2. However that may be, in the second place, § 12 of the Bankruptcy Law as to composition says in subdivision (d): “The judge shall confirm a composition if satisfied that (1) it is for the best interests of the creditors; (2) the bankrupt has not been guilty of any of the acts or failed to perform any of the duties which would be a bar to his discharge; and (3) the oiler and its acceptance are in good faith,” etc. [30 Stat. at L. 550, chap. 541, Comp. Stat. 1913, § 9596.] The referee has certified up that these different conditions apply here, with the exception of the first, about its being for the best interests *191of the creditors. I think he certifies that the necessary majority have filed their assent, etc. The statute then makes it obligatory upon the judge to be satisfied that the composition is to the best interests of the creditors. This is an old prerequisite, which obtained under the preceding laws. “The point usually made is that the offer is less than would be realized on a sale of the assets in bankruptcy. It is the duty of the court to investigate the facts, independently of any agreement or composition the creditors may have made. The approval of the majority of the creditors is evidence, prima, fade, that the composition is for the best interests of the creditors, and the burden is upon those who attack it to show the contrary. There must be a positive showing to rebut the presumption that the action of the majority is for the interest of all; yet any gross discrepancy between the offer and the amount to be reasonably expected from the sale of the assets will justify a refusal to confirm; but where the difference is but slight and necessarily problematical, the composition should be confirmed. .■ . . In the nature of things, each case must turn on its own facts.” Collier, Bankr. 10th ed. p. 297. So that the question is one for the court to decide, regardless of the matter of opposition.

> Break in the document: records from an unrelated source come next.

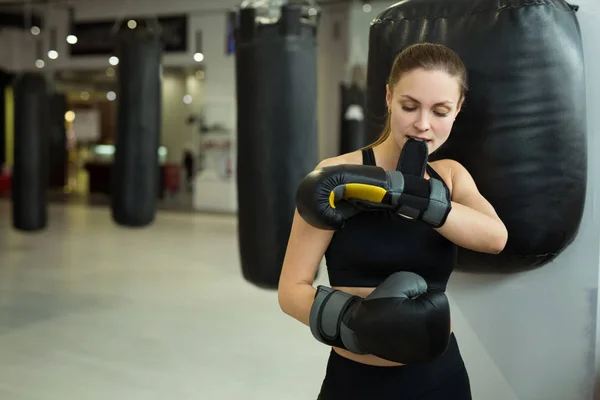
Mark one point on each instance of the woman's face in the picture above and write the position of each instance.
(423, 105)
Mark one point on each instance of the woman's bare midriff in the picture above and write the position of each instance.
(368, 358)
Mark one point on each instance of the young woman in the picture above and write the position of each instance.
(425, 91)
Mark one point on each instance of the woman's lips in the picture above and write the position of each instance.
(418, 138)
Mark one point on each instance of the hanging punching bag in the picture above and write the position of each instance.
(135, 176)
(522, 130)
(5, 79)
(276, 128)
(30, 163)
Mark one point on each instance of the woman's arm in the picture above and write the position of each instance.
(472, 222)
(304, 253)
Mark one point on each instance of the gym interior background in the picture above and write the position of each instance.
(91, 310)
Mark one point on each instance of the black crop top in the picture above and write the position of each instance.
(373, 245)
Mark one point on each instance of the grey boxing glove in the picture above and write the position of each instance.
(401, 320)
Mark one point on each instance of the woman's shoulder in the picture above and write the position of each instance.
(448, 170)
(354, 157)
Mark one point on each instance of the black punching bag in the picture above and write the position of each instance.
(276, 132)
(30, 164)
(522, 131)
(5, 80)
(135, 176)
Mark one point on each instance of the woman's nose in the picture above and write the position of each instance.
(422, 122)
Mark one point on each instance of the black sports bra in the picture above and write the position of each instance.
(373, 245)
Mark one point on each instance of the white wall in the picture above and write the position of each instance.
(177, 135)
(332, 54)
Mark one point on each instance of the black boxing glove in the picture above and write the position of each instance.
(401, 320)
(427, 200)
(329, 196)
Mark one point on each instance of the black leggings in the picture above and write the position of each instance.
(445, 378)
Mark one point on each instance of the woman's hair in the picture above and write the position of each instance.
(430, 57)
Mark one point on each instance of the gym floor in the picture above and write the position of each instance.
(90, 310)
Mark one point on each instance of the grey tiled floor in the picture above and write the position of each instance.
(90, 310)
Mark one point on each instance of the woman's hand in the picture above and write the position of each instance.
(472, 222)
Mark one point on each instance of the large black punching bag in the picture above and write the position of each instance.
(522, 130)
(276, 82)
(5, 79)
(135, 176)
(30, 164)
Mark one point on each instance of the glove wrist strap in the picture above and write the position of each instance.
(326, 319)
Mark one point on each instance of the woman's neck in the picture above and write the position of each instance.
(387, 154)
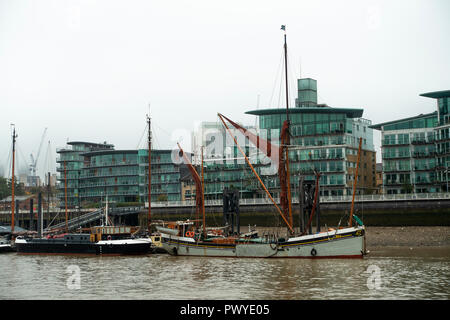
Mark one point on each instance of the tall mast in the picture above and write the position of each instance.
(203, 199)
(355, 180)
(106, 211)
(149, 174)
(285, 71)
(65, 195)
(287, 137)
(12, 181)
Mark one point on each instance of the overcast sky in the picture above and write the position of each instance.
(87, 70)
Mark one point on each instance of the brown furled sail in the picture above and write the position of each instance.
(255, 140)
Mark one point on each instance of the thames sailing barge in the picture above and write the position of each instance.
(184, 238)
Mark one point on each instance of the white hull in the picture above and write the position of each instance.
(343, 243)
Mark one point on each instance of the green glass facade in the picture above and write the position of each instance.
(166, 176)
(122, 175)
(323, 138)
(69, 167)
(112, 173)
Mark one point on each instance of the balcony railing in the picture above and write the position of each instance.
(323, 199)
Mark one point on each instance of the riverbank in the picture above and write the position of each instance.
(407, 237)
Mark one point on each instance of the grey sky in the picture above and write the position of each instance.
(87, 70)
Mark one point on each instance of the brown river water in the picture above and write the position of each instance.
(386, 273)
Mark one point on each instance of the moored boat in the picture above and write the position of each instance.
(347, 242)
(105, 240)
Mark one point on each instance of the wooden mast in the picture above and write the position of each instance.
(149, 175)
(288, 134)
(12, 182)
(203, 199)
(354, 183)
(257, 176)
(65, 195)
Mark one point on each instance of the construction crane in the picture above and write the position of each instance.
(34, 161)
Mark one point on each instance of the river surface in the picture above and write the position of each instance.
(400, 273)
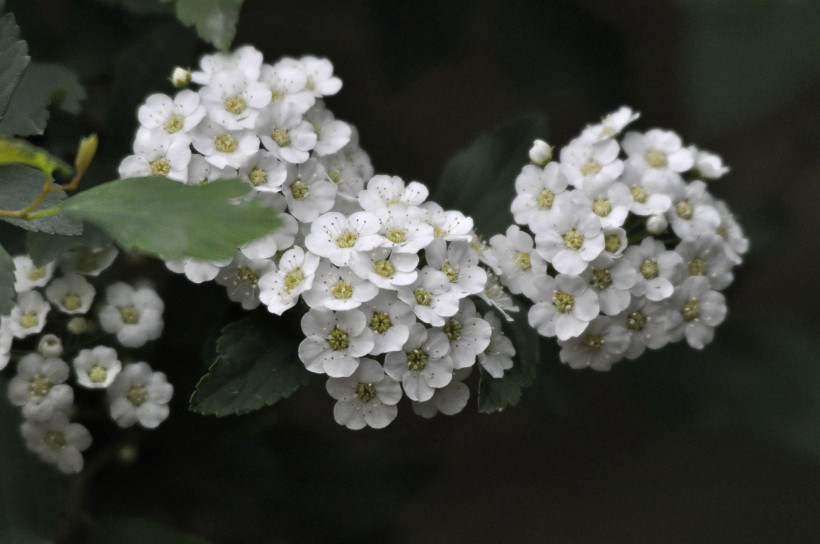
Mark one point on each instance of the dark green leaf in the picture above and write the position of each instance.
(480, 180)
(496, 394)
(215, 20)
(140, 531)
(6, 282)
(162, 217)
(29, 489)
(41, 86)
(43, 248)
(13, 60)
(19, 186)
(256, 366)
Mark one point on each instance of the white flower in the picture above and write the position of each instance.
(29, 314)
(423, 365)
(497, 356)
(334, 342)
(134, 315)
(175, 117)
(57, 441)
(338, 289)
(280, 289)
(39, 386)
(367, 398)
(658, 149)
(390, 320)
(519, 263)
(570, 239)
(337, 237)
(459, 262)
(139, 395)
(286, 134)
(241, 277)
(157, 153)
(582, 161)
(565, 306)
(71, 294)
(430, 297)
(658, 270)
(385, 268)
(223, 147)
(308, 191)
(234, 101)
(468, 335)
(600, 346)
(28, 276)
(694, 312)
(536, 191)
(96, 368)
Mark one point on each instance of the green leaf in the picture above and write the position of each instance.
(29, 489)
(215, 20)
(13, 60)
(140, 531)
(158, 216)
(6, 282)
(496, 394)
(44, 248)
(480, 180)
(19, 187)
(256, 366)
(41, 86)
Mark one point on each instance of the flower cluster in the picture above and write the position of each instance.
(386, 274)
(619, 244)
(50, 325)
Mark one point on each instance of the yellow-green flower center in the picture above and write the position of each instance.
(573, 239)
(564, 302)
(338, 339)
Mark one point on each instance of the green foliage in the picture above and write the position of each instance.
(140, 531)
(162, 217)
(256, 366)
(496, 394)
(6, 282)
(13, 60)
(43, 248)
(29, 489)
(215, 20)
(42, 86)
(19, 187)
(481, 177)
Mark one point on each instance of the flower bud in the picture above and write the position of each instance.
(540, 152)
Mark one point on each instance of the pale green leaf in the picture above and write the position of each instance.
(256, 366)
(162, 217)
(215, 20)
(19, 187)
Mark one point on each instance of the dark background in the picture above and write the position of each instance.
(679, 446)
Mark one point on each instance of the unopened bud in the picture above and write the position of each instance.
(656, 224)
(540, 152)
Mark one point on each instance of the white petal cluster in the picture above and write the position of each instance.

3. In the third place, what is before the court ? Prima facie, the recommendation and the approval of the majority of creditors are evidence that it is for the best interests of the creditors, as provided in the statute, but it is prima facie only. The referee has not recommended this settlement at all. He is not required by law to recommend it. He is to report only certain things, the filing of the schedules, the examination, offer, acceptance, consideration, deposit, list of creditors, etc. He has reported this. It would be a great assistance to the court, *192however, if it had his approval of the composition, because the referee necessarily is better acquainted with the property and with the creditors and with all bankruptcy proceedings than the court can be. That is one unsatisfactory element in the case. Another which strikes the court very forcibly is this: This is a voluntary bankruptcy, and the schedules are sworn to by the man who is now making the offer of compromise, and these schedules show in the summary at the end: Assets, $12,927.33, of which the principal element is stock in trade, $10,000. The debts scheduled amount to $24,698.33. So that on the showing sworn to by the bankrupt himself the assets are over 50 per cent of the liabilities. It is true, no doubt, that there will be a shrinkage, but nevertheless this is all the court has before it, except the recommendation of the majority of the proved claims in value and in number. The offer made is 10 per cent, payable in very small instalments scattered over a considerable length of time; to wit 3 per cent on the 1st day of October, 1915; 3 per cent January 1, 1916; 4 per cent April 1, 1916.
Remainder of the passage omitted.